Apple and Samsung on Tuesday presented closing arguments in their high-stakes patent trial, with each side jockeying for position ahead of jury deliberation expected to start on Wednesday.

Kicking off Tuesday's proceedings was a reading of the 109-page jury instructions by presiding Judge Lucy Koh, who said, “I need everyone to stay conscious during [this] — including myself.” In-court reports from All Things D described the long list of 84 instructions as "byzantine," saying the dry document covered details of patent and antitrust law, willful infringement and the dilution of trade dress. At times Judge Koh called for everyone to stand up and "get the blood flowing again."

Apple's closing arguments

Apple lawyer Harold McElhinny wanted to make three main arguments, reports The Verge, the first being "documents are the most valuable key in the truth-finding function." He went on to say that witnesses can be incorrect, "historical documents are almost always where the truth lies."

The second point, and one of the main arguments in Apple's case, was to take into consideration the chronology of events leading to litigation. McElhinny expounded on chronology for nearly 20 minutes, starting with iPhone development in 2003 and ending with Apple's allegations that Samsung copied the "look and feel" of the iPhone and iPad.

Presented for the jury were two familiar slides illustrating the evolution of Samsung product before and after the iPhone first launched in 2007. The information was also made available during the trials' testimony phase in a single exhibit demonstrating the product timeline of Samsung's handsets and tablets post iPhone and iPad.

Before iPhone

Source: Apple v. Samsung court documents

After iPhone

McElhinny pointed out the "crisis of design" document was in response to the lack of success Samsung suffered directly after the iPhone launched. In the comparison document, the Galaxy S was pitted side-by-side against the iPhone, with Samsung engineers taking note of the many features iOS implemented more efficiently than the Korean company's solutions.

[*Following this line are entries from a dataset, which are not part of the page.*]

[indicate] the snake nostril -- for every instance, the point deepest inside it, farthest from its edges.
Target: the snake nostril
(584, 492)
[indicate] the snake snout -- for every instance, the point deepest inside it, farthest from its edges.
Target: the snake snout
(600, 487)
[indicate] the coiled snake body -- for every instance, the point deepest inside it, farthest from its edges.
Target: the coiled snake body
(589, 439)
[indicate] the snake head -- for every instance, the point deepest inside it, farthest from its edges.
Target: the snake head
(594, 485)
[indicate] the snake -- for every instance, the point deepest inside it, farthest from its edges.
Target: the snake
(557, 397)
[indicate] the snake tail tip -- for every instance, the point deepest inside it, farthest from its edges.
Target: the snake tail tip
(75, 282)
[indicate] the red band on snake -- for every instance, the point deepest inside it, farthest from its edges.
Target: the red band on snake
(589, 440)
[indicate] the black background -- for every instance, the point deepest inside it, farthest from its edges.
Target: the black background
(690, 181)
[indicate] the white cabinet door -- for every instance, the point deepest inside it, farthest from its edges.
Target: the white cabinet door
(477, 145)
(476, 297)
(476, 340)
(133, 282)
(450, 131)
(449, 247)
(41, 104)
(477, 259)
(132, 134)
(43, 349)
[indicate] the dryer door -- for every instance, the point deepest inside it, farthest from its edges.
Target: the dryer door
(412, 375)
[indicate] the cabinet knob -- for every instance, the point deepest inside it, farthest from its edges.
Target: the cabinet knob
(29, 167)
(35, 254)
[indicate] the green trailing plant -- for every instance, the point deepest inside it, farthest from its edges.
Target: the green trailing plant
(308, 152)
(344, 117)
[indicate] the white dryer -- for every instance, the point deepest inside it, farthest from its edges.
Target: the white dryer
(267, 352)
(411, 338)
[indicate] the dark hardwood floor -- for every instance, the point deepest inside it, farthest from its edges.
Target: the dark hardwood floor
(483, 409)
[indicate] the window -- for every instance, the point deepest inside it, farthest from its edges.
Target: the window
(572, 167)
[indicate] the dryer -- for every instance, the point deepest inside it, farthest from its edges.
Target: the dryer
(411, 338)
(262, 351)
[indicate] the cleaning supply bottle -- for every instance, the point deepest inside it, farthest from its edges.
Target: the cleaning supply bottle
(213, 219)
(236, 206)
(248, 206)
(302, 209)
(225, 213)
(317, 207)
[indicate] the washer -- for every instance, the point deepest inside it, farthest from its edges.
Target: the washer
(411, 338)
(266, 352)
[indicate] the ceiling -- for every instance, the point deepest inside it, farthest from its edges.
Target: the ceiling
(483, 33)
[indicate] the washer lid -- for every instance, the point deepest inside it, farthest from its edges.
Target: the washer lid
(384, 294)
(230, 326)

The lawyer then called back to internal Samsung emails that showed Google, maker of the Android operating system, demanded the Korean company change the designs of their Galaxy S smartphones and certain tablet products because they looked too similar to Apple's iDevices.

Concluding the Apple counsel's second point of creating a chronology was McElhinny's assertion that Samsung's top executives "were bound and determined to cash in on the iPhone's success." He attributed the company's resurgence in the marketplace to the allegedly copied features, noting sales "took off after the first iPhone-derived product was added to the mix," referencing the Galaxy S. “They were copying the worlds most successful product,” McElhinny said.

As for the third argument, Apple's attorney brought the Korean tech monolith's case handling into question.

“No Samsung executives were willing to come here from Korea,” McElhinny said. “We called some of their top people. … Samsung had a chance to defend itself in this case; instead they sent you lawyers. Instead of witnesses, they brought you lawyers.”

Next, Apple rebuked Samsung's contention that the iPhone's patents are obvious, functional and based on prior art. McElhinny said there "has been a complete failure of proof" regarding the invalidation of Apple's design patents, alluding to Samsung's lack of evidence to support such legal claims.

“Samsung was the iPhone’s biggest fan,” McElhinny said. “They knew a good thing when they saw it. They tried to compete with it, and when they couldn’t, they copied it.”

Tablet Evolution

Source: Apple v. Samsung court documents

The same was said in regard to claims against Apple's utility patents such as the pinch-to-zoom and rubber-banding features seen in iOS.


LaunchTile technology pointed to as prior art against Apple's utility patents.
Source: University of Maryland Dept. of Computer Science

Also touched on was consumer confusion relating to certain Samsung products, with the lawyer presenting a Best Buy survey that studied the reasons why customers were returning the Galaxy Tab. During testimony, Apple was quick to point out that a number of customers returned the Samsung tablet after realizing it wasn't an iPad. It was later reported that many more customers returned the Galaxy Tab due to malfunctions than mistaken identity, though the metric is still not a positive for Samsung.

Wrapping up, McElhinny said there are two factors driving the damages claims: Samsung sold 22.7 million infringing handsets to date; and sales of said handsets generated $8.16 billion in revenue for the company.

“The damages in this case should be large, because the infringement has been massive,” McElhinny said, presenting four different damages proposals ranging from $519 million to $2.5 billion.